Oleh : DRS. Wilfridus SILAB, M.Si
Penduduk pulau Timor seperti juga penduduk di pulau-pulau lainnya di Nusa Tenggara Timur telah terbentuk oleh sejumlah besar migrasi jauh sebelum kedatangan penjajah Portugis dan Belanda. Hal ini terbukti dari semua laporan tentang pulau Timor yang sangat terkenal karena kayu cendana putihnya sejak zaman Kerajaan Sriwijaya dan Majapahit. Kejadian yang telah berlangsung ratusan tahun itu menjadikan pulau ini bagaikan sebuah jambangan besar yang menampung dan mencampurbaurkan semuanya. Walaupun demikian, percampuran ini tidak sampai mengaburkan identitas kelompok etnis-etnis yang masih terus bertahan di Pulau Timor ini.

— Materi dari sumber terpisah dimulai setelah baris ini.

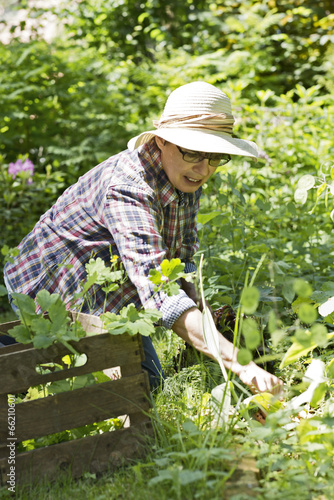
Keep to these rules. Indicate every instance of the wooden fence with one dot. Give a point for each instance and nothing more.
(126, 395)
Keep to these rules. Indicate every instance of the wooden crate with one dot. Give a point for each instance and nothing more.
(127, 395)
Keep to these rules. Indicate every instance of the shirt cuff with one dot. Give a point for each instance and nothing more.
(174, 306)
(190, 267)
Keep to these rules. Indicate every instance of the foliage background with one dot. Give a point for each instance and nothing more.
(78, 79)
(71, 99)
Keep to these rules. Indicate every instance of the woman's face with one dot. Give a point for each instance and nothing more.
(186, 177)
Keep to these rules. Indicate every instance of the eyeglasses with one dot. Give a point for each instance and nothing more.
(215, 159)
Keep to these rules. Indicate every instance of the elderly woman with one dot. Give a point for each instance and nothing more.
(141, 205)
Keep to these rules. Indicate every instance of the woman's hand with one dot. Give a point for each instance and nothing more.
(259, 380)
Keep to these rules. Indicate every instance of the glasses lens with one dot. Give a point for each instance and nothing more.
(215, 161)
(193, 157)
(196, 156)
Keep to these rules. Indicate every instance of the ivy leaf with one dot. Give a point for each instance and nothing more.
(155, 276)
(58, 315)
(172, 269)
(46, 299)
(251, 333)
(250, 299)
(42, 341)
(244, 357)
(306, 182)
(21, 334)
(171, 289)
(41, 326)
(26, 306)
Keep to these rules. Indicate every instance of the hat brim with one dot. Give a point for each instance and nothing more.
(207, 141)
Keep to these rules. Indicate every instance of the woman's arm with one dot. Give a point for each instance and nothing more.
(189, 327)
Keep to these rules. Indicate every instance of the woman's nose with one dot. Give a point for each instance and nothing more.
(202, 167)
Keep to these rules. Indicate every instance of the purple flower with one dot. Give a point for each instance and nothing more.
(21, 166)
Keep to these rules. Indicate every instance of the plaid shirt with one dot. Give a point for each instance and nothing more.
(125, 206)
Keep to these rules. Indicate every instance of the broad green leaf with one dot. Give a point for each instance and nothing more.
(288, 292)
(327, 307)
(250, 299)
(318, 395)
(251, 333)
(307, 314)
(25, 304)
(221, 402)
(296, 304)
(42, 341)
(321, 189)
(296, 351)
(277, 336)
(302, 288)
(41, 326)
(330, 369)
(155, 276)
(21, 334)
(244, 357)
(172, 268)
(319, 334)
(45, 299)
(171, 289)
(306, 182)
(58, 315)
(300, 196)
(204, 218)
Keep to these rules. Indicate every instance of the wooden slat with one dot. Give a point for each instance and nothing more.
(91, 324)
(93, 454)
(18, 368)
(71, 409)
(5, 327)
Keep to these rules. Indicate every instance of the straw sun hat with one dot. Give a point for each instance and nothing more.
(198, 116)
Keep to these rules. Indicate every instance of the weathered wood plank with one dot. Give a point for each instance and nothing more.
(18, 368)
(72, 409)
(95, 454)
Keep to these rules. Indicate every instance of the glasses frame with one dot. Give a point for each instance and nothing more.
(211, 157)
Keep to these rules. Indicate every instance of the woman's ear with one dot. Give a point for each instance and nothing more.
(160, 142)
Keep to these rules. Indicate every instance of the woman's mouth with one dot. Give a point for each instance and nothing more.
(195, 181)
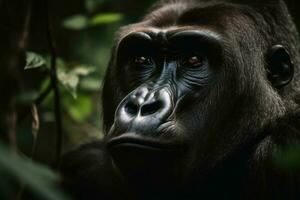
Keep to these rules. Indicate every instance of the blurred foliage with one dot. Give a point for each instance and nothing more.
(288, 158)
(38, 179)
(84, 36)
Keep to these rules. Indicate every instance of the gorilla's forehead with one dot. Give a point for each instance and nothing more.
(169, 31)
(210, 18)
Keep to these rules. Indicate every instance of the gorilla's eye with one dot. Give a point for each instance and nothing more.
(142, 60)
(194, 60)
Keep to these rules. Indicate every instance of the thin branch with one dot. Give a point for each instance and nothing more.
(37, 102)
(54, 83)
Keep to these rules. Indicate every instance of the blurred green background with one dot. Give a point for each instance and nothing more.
(84, 33)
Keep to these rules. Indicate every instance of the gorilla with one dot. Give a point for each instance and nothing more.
(199, 98)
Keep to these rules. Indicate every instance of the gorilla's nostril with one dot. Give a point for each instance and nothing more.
(131, 108)
(151, 108)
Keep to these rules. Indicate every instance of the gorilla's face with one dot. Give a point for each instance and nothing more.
(189, 96)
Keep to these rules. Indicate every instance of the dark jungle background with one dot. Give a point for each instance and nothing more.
(52, 61)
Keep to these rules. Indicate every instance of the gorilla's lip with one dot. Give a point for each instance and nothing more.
(143, 142)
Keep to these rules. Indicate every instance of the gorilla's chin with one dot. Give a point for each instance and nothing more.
(146, 161)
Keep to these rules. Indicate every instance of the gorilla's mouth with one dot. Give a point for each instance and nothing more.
(133, 141)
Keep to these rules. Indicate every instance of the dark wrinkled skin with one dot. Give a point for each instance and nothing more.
(199, 97)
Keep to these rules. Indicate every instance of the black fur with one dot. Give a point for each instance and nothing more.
(247, 120)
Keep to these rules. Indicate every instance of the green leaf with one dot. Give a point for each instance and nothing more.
(39, 179)
(105, 18)
(83, 70)
(91, 5)
(69, 81)
(26, 97)
(90, 84)
(288, 158)
(34, 60)
(80, 108)
(76, 22)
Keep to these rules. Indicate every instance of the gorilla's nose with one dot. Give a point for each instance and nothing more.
(145, 108)
(146, 103)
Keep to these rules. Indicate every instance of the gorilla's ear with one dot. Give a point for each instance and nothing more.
(280, 69)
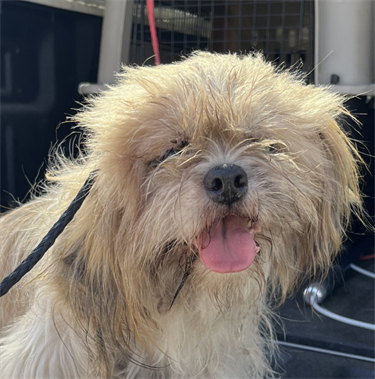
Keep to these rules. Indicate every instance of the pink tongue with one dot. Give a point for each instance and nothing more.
(228, 247)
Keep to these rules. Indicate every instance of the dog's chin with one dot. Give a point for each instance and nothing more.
(228, 245)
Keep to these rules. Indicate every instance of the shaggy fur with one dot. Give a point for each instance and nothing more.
(124, 292)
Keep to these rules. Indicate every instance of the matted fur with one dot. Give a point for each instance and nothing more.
(99, 304)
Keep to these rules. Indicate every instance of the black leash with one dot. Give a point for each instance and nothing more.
(49, 239)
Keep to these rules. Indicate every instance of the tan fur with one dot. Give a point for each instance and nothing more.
(100, 300)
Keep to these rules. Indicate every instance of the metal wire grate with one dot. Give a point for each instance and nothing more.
(282, 29)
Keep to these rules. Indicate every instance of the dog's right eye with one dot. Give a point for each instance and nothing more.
(169, 153)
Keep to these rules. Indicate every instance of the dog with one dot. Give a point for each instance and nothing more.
(221, 182)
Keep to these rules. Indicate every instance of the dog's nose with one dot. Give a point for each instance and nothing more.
(225, 184)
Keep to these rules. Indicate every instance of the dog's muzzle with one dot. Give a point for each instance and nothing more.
(226, 184)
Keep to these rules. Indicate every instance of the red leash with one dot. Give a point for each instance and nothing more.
(154, 37)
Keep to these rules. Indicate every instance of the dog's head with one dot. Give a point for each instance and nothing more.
(223, 158)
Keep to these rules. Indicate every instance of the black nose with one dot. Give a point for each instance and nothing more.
(225, 184)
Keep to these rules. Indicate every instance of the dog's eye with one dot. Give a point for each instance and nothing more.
(273, 148)
(169, 153)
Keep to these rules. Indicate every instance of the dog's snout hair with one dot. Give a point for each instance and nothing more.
(226, 184)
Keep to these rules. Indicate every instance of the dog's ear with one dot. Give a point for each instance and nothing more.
(312, 253)
(340, 197)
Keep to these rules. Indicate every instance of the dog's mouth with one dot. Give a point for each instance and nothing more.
(229, 245)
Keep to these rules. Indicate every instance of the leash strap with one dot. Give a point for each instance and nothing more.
(49, 239)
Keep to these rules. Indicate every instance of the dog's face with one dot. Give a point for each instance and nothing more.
(226, 160)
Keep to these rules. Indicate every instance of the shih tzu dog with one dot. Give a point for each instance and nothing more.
(220, 182)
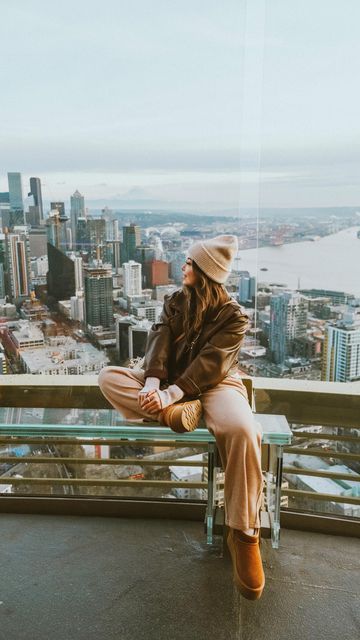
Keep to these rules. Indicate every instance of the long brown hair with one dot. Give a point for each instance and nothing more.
(202, 300)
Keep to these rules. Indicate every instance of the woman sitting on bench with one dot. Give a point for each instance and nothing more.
(190, 369)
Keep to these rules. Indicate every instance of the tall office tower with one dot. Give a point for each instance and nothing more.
(15, 191)
(16, 214)
(18, 265)
(96, 229)
(61, 274)
(3, 364)
(137, 340)
(115, 253)
(2, 265)
(132, 278)
(98, 295)
(247, 287)
(115, 230)
(144, 253)
(131, 239)
(77, 210)
(78, 269)
(77, 309)
(176, 267)
(288, 320)
(35, 191)
(341, 352)
(58, 206)
(56, 230)
(82, 240)
(156, 272)
(122, 325)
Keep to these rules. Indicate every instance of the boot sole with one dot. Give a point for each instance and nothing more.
(246, 592)
(188, 419)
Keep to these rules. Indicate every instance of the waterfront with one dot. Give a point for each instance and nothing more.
(332, 262)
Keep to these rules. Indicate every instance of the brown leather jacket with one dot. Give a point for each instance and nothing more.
(210, 357)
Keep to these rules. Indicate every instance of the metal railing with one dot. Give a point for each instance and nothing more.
(302, 402)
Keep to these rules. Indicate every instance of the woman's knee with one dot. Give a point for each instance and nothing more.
(242, 430)
(106, 375)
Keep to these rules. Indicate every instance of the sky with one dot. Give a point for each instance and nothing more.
(198, 104)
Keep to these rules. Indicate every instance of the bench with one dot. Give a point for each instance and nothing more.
(276, 434)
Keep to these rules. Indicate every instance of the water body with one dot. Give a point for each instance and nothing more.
(332, 263)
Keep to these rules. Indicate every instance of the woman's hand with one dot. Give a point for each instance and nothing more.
(150, 401)
(156, 400)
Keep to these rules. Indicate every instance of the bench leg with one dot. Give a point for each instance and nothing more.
(210, 509)
(275, 530)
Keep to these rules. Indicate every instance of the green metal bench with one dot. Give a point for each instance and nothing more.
(276, 434)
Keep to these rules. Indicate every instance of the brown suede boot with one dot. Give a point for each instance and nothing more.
(247, 565)
(182, 416)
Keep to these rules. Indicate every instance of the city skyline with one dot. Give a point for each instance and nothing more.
(214, 106)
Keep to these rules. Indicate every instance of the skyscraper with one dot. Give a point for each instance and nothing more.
(15, 191)
(288, 320)
(341, 352)
(61, 274)
(16, 214)
(58, 206)
(77, 210)
(18, 268)
(35, 192)
(56, 230)
(96, 229)
(247, 287)
(98, 295)
(131, 239)
(132, 278)
(2, 266)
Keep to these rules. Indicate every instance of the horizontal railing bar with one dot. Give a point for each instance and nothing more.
(321, 474)
(324, 436)
(102, 441)
(99, 482)
(298, 493)
(322, 454)
(118, 461)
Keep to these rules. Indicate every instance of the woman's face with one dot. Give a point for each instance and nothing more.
(189, 275)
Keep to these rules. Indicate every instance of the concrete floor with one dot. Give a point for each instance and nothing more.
(67, 578)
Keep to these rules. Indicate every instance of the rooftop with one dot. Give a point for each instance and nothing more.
(94, 577)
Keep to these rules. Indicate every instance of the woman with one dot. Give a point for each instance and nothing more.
(190, 365)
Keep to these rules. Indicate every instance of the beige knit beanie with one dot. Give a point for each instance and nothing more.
(214, 256)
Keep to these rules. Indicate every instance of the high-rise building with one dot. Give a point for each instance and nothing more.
(114, 247)
(132, 278)
(61, 274)
(58, 206)
(2, 265)
(77, 307)
(35, 191)
(288, 320)
(16, 201)
(247, 287)
(131, 239)
(341, 352)
(15, 191)
(18, 265)
(56, 230)
(77, 210)
(98, 295)
(156, 272)
(82, 236)
(96, 230)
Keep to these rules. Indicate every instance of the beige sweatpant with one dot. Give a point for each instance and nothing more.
(228, 416)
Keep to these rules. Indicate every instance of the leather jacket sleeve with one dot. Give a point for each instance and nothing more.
(158, 346)
(215, 359)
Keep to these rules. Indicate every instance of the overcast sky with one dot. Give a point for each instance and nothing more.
(204, 103)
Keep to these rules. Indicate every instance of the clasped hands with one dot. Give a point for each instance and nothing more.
(152, 399)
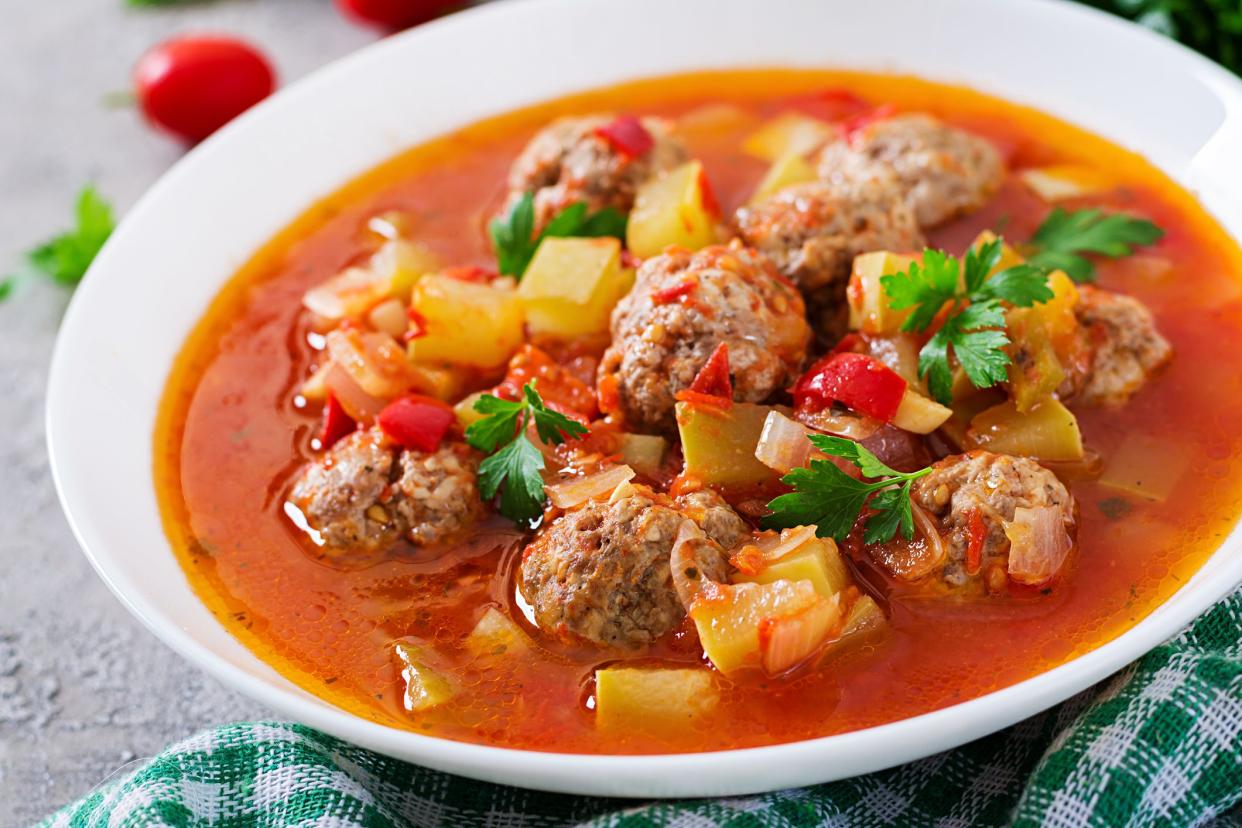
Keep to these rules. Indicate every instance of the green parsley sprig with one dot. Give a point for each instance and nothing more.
(514, 463)
(973, 329)
(830, 499)
(514, 240)
(65, 258)
(1063, 236)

Jadi, Atoin Timor yang terdiri dari berbagai kelompok etnis tetaplah Atoin Timor dari dahulu hingga sekarang.
Kekayaan kayu cendana putih (Santalum Album, L.) dari pulau Timor sangat menarik minat dan perhatian dunia luar selama berabad-abad. Sementara dunia kehidupan Atoin Timor juga sangat menarik perhatian para ilmuwan seperti: Mendes Correa, Louis Berthe, Grijzen, Bijlmer, Keers, Vroklage, Adolf Bastian, Heijmering, Middelkoop, Cunningham, Schulte Nordholt, James Fox, Boxer, Bellwood, Ormeling, Jardner dan masih banyak peneliti lain baik dari dalam maupun dari luar negeri.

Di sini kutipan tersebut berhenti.